Fraud detection data generation with configurable degree distribution& community structure, ready for NebulaGraph.

Notifications You must be signed in to change notification settings

wey-gu/fraud-detection-datagen

Repository files navigation

How to use the data

First, to bootstrap your Nebula Graph cluster, here, for a single server playground, try with nebula-up.

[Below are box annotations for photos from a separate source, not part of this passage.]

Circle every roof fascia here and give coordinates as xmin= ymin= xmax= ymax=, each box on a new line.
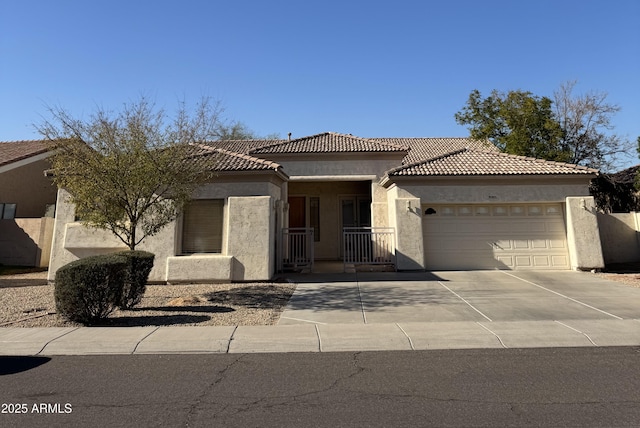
xmin=0 ymin=151 xmax=52 ymax=174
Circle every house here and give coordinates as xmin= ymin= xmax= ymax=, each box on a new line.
xmin=49 ymin=132 xmax=603 ymax=282
xmin=0 ymin=141 xmax=57 ymax=267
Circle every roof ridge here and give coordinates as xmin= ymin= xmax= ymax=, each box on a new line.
xmin=466 ymin=147 xmax=599 ymax=172
xmin=214 ymin=147 xmax=281 ymax=170
xmin=387 ymin=147 xmax=468 ymax=174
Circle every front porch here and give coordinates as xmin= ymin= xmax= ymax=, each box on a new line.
xmin=278 ymin=227 xmax=396 ymax=273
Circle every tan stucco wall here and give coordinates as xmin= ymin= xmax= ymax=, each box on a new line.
xmin=0 ymin=160 xmax=57 ymax=218
xmin=597 ymin=212 xmax=640 ymax=264
xmin=49 ymin=179 xmax=282 ymax=282
xmin=0 ymin=217 xmax=53 ymax=267
xmin=565 ymin=196 xmax=604 ymax=270
xmin=387 ymin=177 xmax=604 ymax=270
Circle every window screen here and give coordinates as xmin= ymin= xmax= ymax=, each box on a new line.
xmin=182 ymin=199 xmax=224 ymax=254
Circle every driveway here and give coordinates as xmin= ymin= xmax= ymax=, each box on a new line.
xmin=279 ymin=271 xmax=640 ymax=325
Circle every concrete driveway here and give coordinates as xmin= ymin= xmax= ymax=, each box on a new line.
xmin=279 ymin=271 xmax=640 ymax=325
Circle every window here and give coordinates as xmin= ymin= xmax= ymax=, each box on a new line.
xmin=182 ymin=199 xmax=224 ymax=254
xmin=0 ymin=204 xmax=16 ymax=220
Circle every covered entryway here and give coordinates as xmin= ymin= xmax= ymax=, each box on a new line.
xmin=422 ymin=203 xmax=570 ymax=270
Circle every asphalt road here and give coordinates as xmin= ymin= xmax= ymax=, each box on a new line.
xmin=0 ymin=348 xmax=640 ymax=427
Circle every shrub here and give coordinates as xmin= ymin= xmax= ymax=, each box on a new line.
xmin=54 ymin=254 xmax=127 ymax=324
xmin=115 ymin=251 xmax=155 ymax=309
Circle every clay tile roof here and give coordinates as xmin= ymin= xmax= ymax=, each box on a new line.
xmin=387 ymin=148 xmax=598 ymax=176
xmin=249 ymin=132 xmax=408 ymax=155
xmin=186 ymin=144 xmax=280 ymax=171
xmin=205 ymin=140 xmax=287 ymax=154
xmin=0 ymin=140 xmax=48 ymax=166
xmin=372 ymin=137 xmax=500 ymax=165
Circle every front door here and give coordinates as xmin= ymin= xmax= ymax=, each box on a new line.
xmin=340 ymin=195 xmax=371 ymax=258
xmin=289 ymin=196 xmax=307 ymax=227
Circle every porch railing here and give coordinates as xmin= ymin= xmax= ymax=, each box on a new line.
xmin=342 ymin=227 xmax=396 ymax=270
xmin=278 ymin=227 xmax=313 ymax=272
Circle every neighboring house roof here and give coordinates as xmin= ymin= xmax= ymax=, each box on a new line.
xmin=249 ymin=132 xmax=409 ymax=155
xmin=609 ymin=165 xmax=640 ymax=184
xmin=0 ymin=140 xmax=48 ymax=166
xmin=387 ymin=148 xmax=598 ymax=177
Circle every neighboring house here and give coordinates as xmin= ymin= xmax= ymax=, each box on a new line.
xmin=49 ymin=133 xmax=603 ymax=282
xmin=0 ymin=141 xmax=57 ymax=267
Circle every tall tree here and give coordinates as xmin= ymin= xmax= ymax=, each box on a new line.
xmin=455 ymin=90 xmax=567 ymax=161
xmin=554 ymin=81 xmax=631 ymax=169
xmin=455 ymin=82 xmax=631 ymax=170
xmin=37 ymin=97 xmax=228 ymax=250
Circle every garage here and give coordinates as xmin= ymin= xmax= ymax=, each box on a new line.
xmin=422 ymin=203 xmax=570 ymax=270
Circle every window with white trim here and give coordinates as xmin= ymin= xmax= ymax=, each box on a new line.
xmin=182 ymin=199 xmax=224 ymax=254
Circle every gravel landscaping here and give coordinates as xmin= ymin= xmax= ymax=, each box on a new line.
xmin=0 ymin=272 xmax=296 ymax=327
xmin=0 ymin=264 xmax=640 ymax=327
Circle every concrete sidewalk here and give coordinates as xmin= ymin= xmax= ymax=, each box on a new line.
xmin=0 ymin=271 xmax=640 ymax=355
xmin=0 ymin=319 xmax=640 ymax=355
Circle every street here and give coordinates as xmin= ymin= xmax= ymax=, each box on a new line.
xmin=0 ymin=347 xmax=640 ymax=427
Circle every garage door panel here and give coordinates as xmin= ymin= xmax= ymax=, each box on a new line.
xmin=423 ymin=204 xmax=570 ymax=270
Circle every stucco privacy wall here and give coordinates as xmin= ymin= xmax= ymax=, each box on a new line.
xmin=0 ymin=217 xmax=54 ymax=267
xmin=597 ymin=212 xmax=640 ymax=264
xmin=566 ymin=196 xmax=604 ymax=270
xmin=0 ymin=154 xmax=57 ymax=218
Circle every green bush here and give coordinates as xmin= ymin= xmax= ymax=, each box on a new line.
xmin=54 ymin=254 xmax=128 ymax=324
xmin=115 ymin=251 xmax=155 ymax=309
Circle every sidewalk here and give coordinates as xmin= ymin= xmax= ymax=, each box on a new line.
xmin=0 ymin=319 xmax=640 ymax=355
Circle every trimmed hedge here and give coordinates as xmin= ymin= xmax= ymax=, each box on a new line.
xmin=115 ymin=251 xmax=155 ymax=309
xmin=54 ymin=251 xmax=155 ymax=324
xmin=54 ymin=255 xmax=127 ymax=324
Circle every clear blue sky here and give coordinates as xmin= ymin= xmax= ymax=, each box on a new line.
xmin=0 ymin=0 xmax=640 ymax=167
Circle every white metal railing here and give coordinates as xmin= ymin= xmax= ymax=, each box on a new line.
xmin=278 ymin=227 xmax=313 ymax=272
xmin=342 ymin=227 xmax=396 ymax=270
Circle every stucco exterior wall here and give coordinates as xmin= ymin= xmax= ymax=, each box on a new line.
xmin=597 ymin=212 xmax=640 ymax=264
xmin=387 ymin=178 xmax=604 ymax=270
xmin=566 ymin=196 xmax=604 ymax=270
xmin=49 ymin=176 xmax=282 ymax=282
xmin=0 ymin=159 xmax=58 ymax=218
xmin=0 ymin=217 xmax=54 ymax=267
xmin=227 ymin=196 xmax=276 ymax=281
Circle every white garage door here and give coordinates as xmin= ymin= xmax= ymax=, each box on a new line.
xmin=422 ymin=204 xmax=570 ymax=270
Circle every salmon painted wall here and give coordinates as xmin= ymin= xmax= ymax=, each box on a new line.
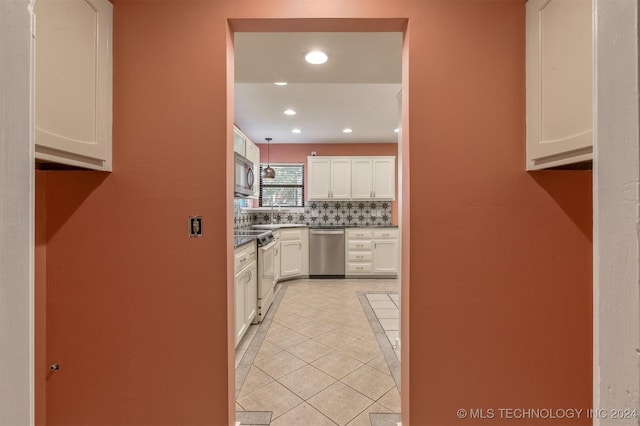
xmin=35 ymin=0 xmax=592 ymax=426
xmin=257 ymin=143 xmax=398 ymax=225
xmin=34 ymin=170 xmax=49 ymax=426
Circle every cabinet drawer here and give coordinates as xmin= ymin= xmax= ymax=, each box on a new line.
xmin=373 ymin=228 xmax=398 ymax=239
xmin=233 ymin=244 xmax=257 ymax=273
xmin=347 ymin=240 xmax=373 ymax=251
xmin=280 ymin=228 xmax=302 ymax=241
xmin=373 ymin=228 xmax=398 ymax=239
xmin=347 ymin=262 xmax=373 ymax=275
xmin=347 ymin=251 xmax=373 ymax=262
xmin=347 ymin=229 xmax=373 ymax=240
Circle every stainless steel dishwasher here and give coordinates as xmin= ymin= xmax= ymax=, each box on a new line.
xmin=309 ymin=228 xmax=345 ymax=277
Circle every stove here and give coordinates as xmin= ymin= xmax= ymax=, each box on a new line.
xmin=233 ymin=229 xmax=273 ymax=247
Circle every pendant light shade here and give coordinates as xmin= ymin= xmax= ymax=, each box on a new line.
xmin=262 ymin=138 xmax=276 ymax=179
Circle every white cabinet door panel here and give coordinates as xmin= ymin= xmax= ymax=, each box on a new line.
xmin=308 ymin=158 xmax=331 ymax=200
xmin=526 ymin=0 xmax=593 ymax=170
xmin=351 ymin=158 xmax=373 ymax=200
xmin=34 ymin=0 xmax=113 ymax=171
xmin=372 ymin=158 xmax=396 ymax=200
xmin=373 ymin=240 xmax=399 ymax=274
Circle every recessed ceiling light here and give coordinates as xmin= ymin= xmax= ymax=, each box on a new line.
xmin=304 ymin=50 xmax=329 ymax=65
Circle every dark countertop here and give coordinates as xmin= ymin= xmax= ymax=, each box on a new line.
xmin=233 ymin=235 xmax=256 ymax=249
xmin=308 ymin=225 xmax=398 ymax=229
xmin=249 ymin=223 xmax=398 ymax=231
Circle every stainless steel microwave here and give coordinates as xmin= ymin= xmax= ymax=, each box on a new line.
xmin=234 ymin=152 xmax=255 ymax=197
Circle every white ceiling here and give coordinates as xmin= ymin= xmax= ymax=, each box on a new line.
xmin=234 ymin=33 xmax=402 ymax=143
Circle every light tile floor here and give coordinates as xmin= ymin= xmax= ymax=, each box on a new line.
xmin=236 ymin=280 xmax=400 ymax=426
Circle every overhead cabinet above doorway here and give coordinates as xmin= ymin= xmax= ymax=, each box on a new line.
xmin=34 ymin=0 xmax=113 ymax=171
xmin=307 ymin=157 xmax=396 ymax=201
xmin=526 ymin=0 xmax=593 ymax=170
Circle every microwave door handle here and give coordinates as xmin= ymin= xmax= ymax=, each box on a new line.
xmin=247 ymin=167 xmax=254 ymax=189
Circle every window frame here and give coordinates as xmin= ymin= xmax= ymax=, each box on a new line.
xmin=258 ymin=163 xmax=305 ymax=207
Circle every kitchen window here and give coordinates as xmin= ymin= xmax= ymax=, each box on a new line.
xmin=260 ymin=164 xmax=304 ymax=207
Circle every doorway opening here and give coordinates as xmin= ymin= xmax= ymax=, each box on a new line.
xmin=228 ymin=19 xmax=408 ymax=424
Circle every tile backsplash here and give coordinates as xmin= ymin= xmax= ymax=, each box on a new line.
xmin=233 ymin=199 xmax=391 ymax=229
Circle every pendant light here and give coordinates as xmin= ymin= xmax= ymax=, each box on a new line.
xmin=262 ymin=138 xmax=276 ymax=179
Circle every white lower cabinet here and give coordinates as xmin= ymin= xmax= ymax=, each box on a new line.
xmin=345 ymin=228 xmax=400 ymax=277
xmin=279 ymin=228 xmax=309 ymax=278
xmin=234 ymin=242 xmax=258 ymax=346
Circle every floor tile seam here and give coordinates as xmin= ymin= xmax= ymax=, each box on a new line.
xmin=236 ymin=411 xmax=273 ymax=426
xmin=376 ymin=394 xmax=401 ymax=414
xmin=336 ymin=396 xmax=376 ymax=425
xmin=236 ymin=364 xmax=278 ymax=402
xmin=236 ymin=285 xmax=288 ymax=396
xmin=339 ymin=374 xmax=395 ymax=405
xmin=269 ymin=402 xmax=304 ymax=424
xmin=306 ymin=398 xmax=368 ymax=425
xmin=283 ymin=346 xmax=331 ymax=366
xmin=358 ymin=291 xmax=400 ymax=390
xmin=277 ymin=372 xmax=339 ymax=402
xmin=271 ymin=401 xmax=338 ymax=426
xmin=330 ymin=373 xmax=380 ymax=406
xmin=343 ymin=354 xmax=393 ymax=379
xmin=260 ymin=349 xmax=310 ymax=383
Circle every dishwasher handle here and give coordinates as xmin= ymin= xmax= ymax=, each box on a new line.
xmin=309 ymin=229 xmax=344 ymax=235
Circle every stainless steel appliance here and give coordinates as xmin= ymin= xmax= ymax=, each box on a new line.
xmin=233 ymin=152 xmax=255 ymax=197
xmin=309 ymin=228 xmax=345 ymax=277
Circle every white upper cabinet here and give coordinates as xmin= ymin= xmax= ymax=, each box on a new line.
xmin=526 ymin=0 xmax=593 ymax=170
xmin=34 ymin=0 xmax=113 ymax=171
xmin=351 ymin=158 xmax=373 ymax=199
xmin=351 ymin=157 xmax=396 ymax=200
xmin=307 ymin=157 xmax=396 ymax=200
xmin=307 ymin=157 xmax=351 ymax=200
xmin=233 ymin=126 xmax=260 ymax=199
xmin=233 ymin=126 xmax=247 ymax=156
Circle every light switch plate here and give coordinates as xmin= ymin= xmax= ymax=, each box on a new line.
xmin=189 ymin=216 xmax=202 ymax=238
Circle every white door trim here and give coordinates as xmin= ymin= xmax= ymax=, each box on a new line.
xmin=0 ymin=0 xmax=35 ymax=425
xmin=593 ymin=0 xmax=640 ymax=426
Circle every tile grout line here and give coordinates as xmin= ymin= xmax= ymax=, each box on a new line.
xmin=236 ymin=280 xmax=399 ymax=424
xmin=357 ymin=291 xmax=400 ymax=391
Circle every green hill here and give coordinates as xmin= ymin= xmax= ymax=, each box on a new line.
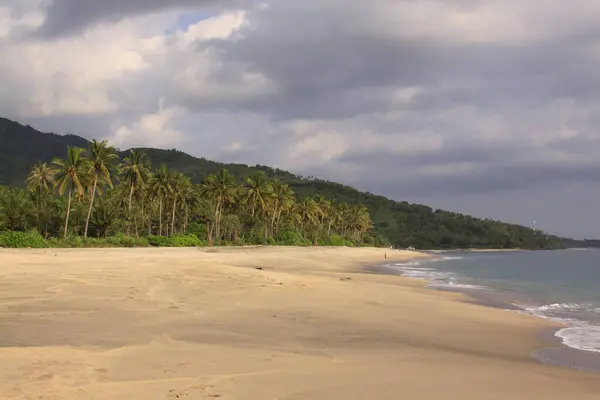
xmin=0 ymin=118 xmax=576 ymax=249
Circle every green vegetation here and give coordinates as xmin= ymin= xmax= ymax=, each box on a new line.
xmin=0 ymin=118 xmax=577 ymax=249
xmin=0 ymin=140 xmax=376 ymax=247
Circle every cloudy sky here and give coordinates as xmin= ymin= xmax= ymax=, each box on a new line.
xmin=0 ymin=0 xmax=600 ymax=237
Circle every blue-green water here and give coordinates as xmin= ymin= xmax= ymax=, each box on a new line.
xmin=386 ymin=249 xmax=600 ymax=353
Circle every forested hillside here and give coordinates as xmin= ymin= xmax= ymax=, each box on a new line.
xmin=0 ymin=115 xmax=563 ymax=249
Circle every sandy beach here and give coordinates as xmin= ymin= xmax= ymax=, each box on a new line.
xmin=0 ymin=247 xmax=600 ymax=400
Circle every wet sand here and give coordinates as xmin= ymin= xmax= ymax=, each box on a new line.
xmin=0 ymin=247 xmax=600 ymax=400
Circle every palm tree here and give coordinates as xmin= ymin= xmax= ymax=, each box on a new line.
xmin=200 ymin=168 xmax=238 ymax=240
xmin=150 ymin=164 xmax=172 ymax=236
xmin=294 ymin=197 xmax=319 ymax=231
xmin=52 ymin=146 xmax=88 ymax=238
xmin=27 ymin=163 xmax=56 ymax=231
xmin=245 ymin=172 xmax=273 ymax=217
xmin=120 ymin=150 xmax=150 ymax=234
xmin=271 ymin=180 xmax=294 ymax=238
xmin=169 ymin=172 xmax=192 ymax=235
xmin=27 ymin=163 xmax=56 ymax=194
xmin=83 ymin=139 xmax=119 ymax=240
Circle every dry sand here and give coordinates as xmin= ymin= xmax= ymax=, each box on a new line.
xmin=0 ymin=247 xmax=600 ymax=400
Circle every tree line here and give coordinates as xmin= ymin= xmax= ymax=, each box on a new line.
xmin=0 ymin=140 xmax=378 ymax=245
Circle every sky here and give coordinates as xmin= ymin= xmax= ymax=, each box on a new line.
xmin=0 ymin=0 xmax=600 ymax=238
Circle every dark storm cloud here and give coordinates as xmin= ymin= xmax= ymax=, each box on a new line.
xmin=38 ymin=0 xmax=246 ymax=37
xmin=0 ymin=0 xmax=600 ymax=235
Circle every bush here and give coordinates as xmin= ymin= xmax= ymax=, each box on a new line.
xmin=170 ymin=234 xmax=202 ymax=247
xmin=148 ymin=234 xmax=202 ymax=247
xmin=148 ymin=235 xmax=172 ymax=247
xmin=106 ymin=234 xmax=148 ymax=247
xmin=0 ymin=231 xmax=49 ymax=249
xmin=277 ymin=231 xmax=312 ymax=246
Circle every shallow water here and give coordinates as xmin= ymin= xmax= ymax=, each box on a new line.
xmin=385 ymin=249 xmax=600 ymax=354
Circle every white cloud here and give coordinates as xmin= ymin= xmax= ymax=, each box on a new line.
xmin=0 ymin=0 xmax=600 ymax=238
xmin=108 ymin=104 xmax=185 ymax=149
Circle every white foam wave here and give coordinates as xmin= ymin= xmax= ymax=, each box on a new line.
xmin=531 ymin=303 xmax=600 ymax=312
xmin=555 ymin=322 xmax=600 ymax=353
xmin=526 ymin=303 xmax=600 ymax=353
xmin=427 ymin=282 xmax=491 ymax=290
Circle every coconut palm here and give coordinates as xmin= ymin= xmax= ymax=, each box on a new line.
xmin=119 ymin=150 xmax=151 ymax=228
xmin=52 ymin=146 xmax=89 ymax=238
xmin=83 ymin=139 xmax=119 ymax=240
xmin=27 ymin=163 xmax=56 ymax=194
xmin=169 ymin=172 xmax=192 ymax=235
xmin=200 ymin=169 xmax=238 ymax=240
xmin=271 ymin=180 xmax=294 ymax=234
xmin=150 ymin=164 xmax=172 ymax=235
xmin=244 ymin=172 xmax=273 ymax=217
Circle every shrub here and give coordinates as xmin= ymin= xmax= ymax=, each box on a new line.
xmin=148 ymin=235 xmax=172 ymax=247
xmin=277 ymin=231 xmax=312 ymax=246
xmin=63 ymin=236 xmax=84 ymax=248
xmin=0 ymin=231 xmax=49 ymax=249
xmin=170 ymin=234 xmax=202 ymax=247
xmin=148 ymin=234 xmax=200 ymax=247
xmin=106 ymin=234 xmax=148 ymax=247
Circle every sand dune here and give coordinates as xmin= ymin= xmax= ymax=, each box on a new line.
xmin=0 ymin=247 xmax=600 ymax=400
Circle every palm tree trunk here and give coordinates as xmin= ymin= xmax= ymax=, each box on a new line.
xmin=183 ymin=203 xmax=190 ymax=234
xmin=207 ymin=222 xmax=215 ymax=245
xmin=127 ymin=185 xmax=137 ymax=236
xmin=271 ymin=200 xmax=279 ymax=236
xmin=64 ymin=186 xmax=73 ymax=239
xmin=83 ymin=176 xmax=98 ymax=240
xmin=171 ymin=197 xmax=177 ymax=236
xmin=215 ymin=200 xmax=221 ymax=237
xmin=158 ymin=196 xmax=162 ymax=236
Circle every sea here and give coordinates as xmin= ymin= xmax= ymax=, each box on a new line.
xmin=383 ymin=249 xmax=600 ymax=365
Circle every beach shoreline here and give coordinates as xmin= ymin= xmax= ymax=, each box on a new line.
xmin=0 ymin=247 xmax=600 ymax=400
xmin=369 ymin=255 xmax=600 ymax=373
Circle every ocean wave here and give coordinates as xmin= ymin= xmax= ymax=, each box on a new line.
xmin=525 ymin=303 xmax=600 ymax=353
xmin=555 ymin=321 xmax=600 ymax=353
xmin=427 ymin=282 xmax=492 ymax=290
xmin=531 ymin=303 xmax=600 ymax=312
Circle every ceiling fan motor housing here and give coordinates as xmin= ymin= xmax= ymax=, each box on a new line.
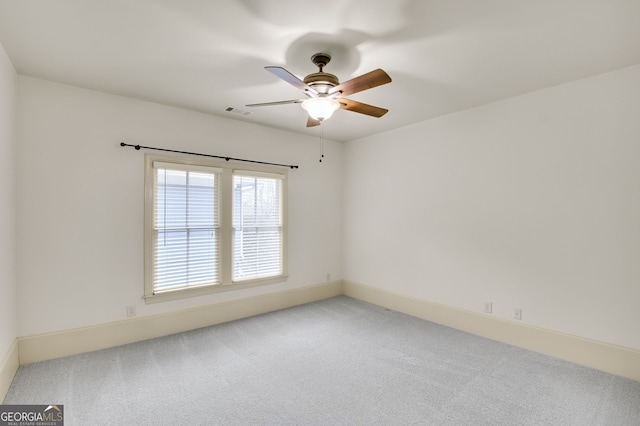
xmin=303 ymin=53 xmax=340 ymax=94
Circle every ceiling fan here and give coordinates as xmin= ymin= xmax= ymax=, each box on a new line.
xmin=247 ymin=53 xmax=391 ymax=127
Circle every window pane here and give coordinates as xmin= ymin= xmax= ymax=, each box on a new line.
xmin=153 ymin=169 xmax=220 ymax=293
xmin=233 ymin=175 xmax=283 ymax=281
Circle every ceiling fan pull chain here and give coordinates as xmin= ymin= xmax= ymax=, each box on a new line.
xmin=320 ymin=126 xmax=324 ymax=163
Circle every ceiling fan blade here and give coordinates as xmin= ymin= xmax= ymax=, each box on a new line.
xmin=264 ymin=67 xmax=318 ymax=95
xmin=307 ymin=117 xmax=320 ymax=127
xmin=245 ymin=99 xmax=304 ymax=107
xmin=338 ymin=98 xmax=389 ymax=117
xmin=329 ymin=68 xmax=391 ymax=96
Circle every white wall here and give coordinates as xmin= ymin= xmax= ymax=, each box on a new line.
xmin=343 ymin=66 xmax=640 ymax=349
xmin=17 ymin=76 xmax=342 ymax=336
xmin=0 ymin=45 xmax=18 ymax=356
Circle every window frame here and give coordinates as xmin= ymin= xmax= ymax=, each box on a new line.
xmin=144 ymin=154 xmax=288 ymax=303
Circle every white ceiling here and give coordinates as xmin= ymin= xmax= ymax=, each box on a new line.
xmin=0 ymin=0 xmax=640 ymax=141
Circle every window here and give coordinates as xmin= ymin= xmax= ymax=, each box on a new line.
xmin=145 ymin=155 xmax=287 ymax=302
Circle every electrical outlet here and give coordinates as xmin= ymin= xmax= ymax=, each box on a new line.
xmin=513 ymin=308 xmax=522 ymax=320
xmin=127 ymin=305 xmax=136 ymax=317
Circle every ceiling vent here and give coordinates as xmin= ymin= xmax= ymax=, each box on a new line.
xmin=224 ymin=107 xmax=252 ymax=116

Then, assuming you have a Nebula Graph cluster running in docker with network namespace: nebula-net, you can use the following command call Nebula Graph Importer to import data into Nebula Graph, with its configuration from nebula_graph_importer.yaml:

# If we are using the sample data:
# cp -r data_sample_numerical_vertex_id data

# only do this for once, remove header line from data/*.csv
sed -i '1d' data/*.csv

docker run --rm -ti \
    --network=nebula-net \
    -v ${PWD}:/root/ \
    -v ${PWD}/data/:/data \
    vesoft/nebula-importer:v3.1.0 \
    --config /root/nebula_graph_importer.yaml

Note, to leverage the data in NebulaGraph Algorithm, it's recommended to configure vertex_id_format as numerical. This is an example to run the Louvain algorithm:

cd ~/.nebula-up/nebula-up/spark

docker exec -it sparkmaster /spark/bin/spark-submit \
    --master "local" --conf spark.rpc.askTimeout=6000s \
    --class com.vesoft.nebula.algorithm.Main \
    --driver-memory 4g /root/download/nebula-algo.jar \
    -p /root/louvain.conf

How to generate data

Install Python3 and Julia first, then install dependencies with:

# python dependencies
python3 -m pip install -r requirements.txt

# julia dependencies, please install julia before running this line
julia install.ji

Configure the config.toml as you wish, where options were documented inline, then just run:

python3 data_generator.py

Data will be output under the data folder, the files under data_sample could be used if it fits your needs. The process should looks like:

datagen_demo.mp4

Graph Model

tags(vertex label)

  • contact
    • properties: name, gender, birthday
  • device
  • loan_applicant
    • properties: address, degree, occupation, salary, is_risky, risk_profile, name, gender, birthday
  • loan_application
    • properties: apply_agent_id, apply_date, application_id, approval_status, application_type, rejection_reason
  • phone_number
    • properties: phone_num
  • corporation
    • properties: name, is_risky, risk_profile

edge types

  • with_phone_num()
  • applied_for_loan(start_time)
  • used_device(start_time)
  • worked_for(start_time)
  • is_related_to(degree)

fraud_detection_graph_model

Data Generation Process

We will be leveraging py-Faker to generate relatively reasonable properties, and ABCDGraphGenerator.jl to generate relationships with defined community structure.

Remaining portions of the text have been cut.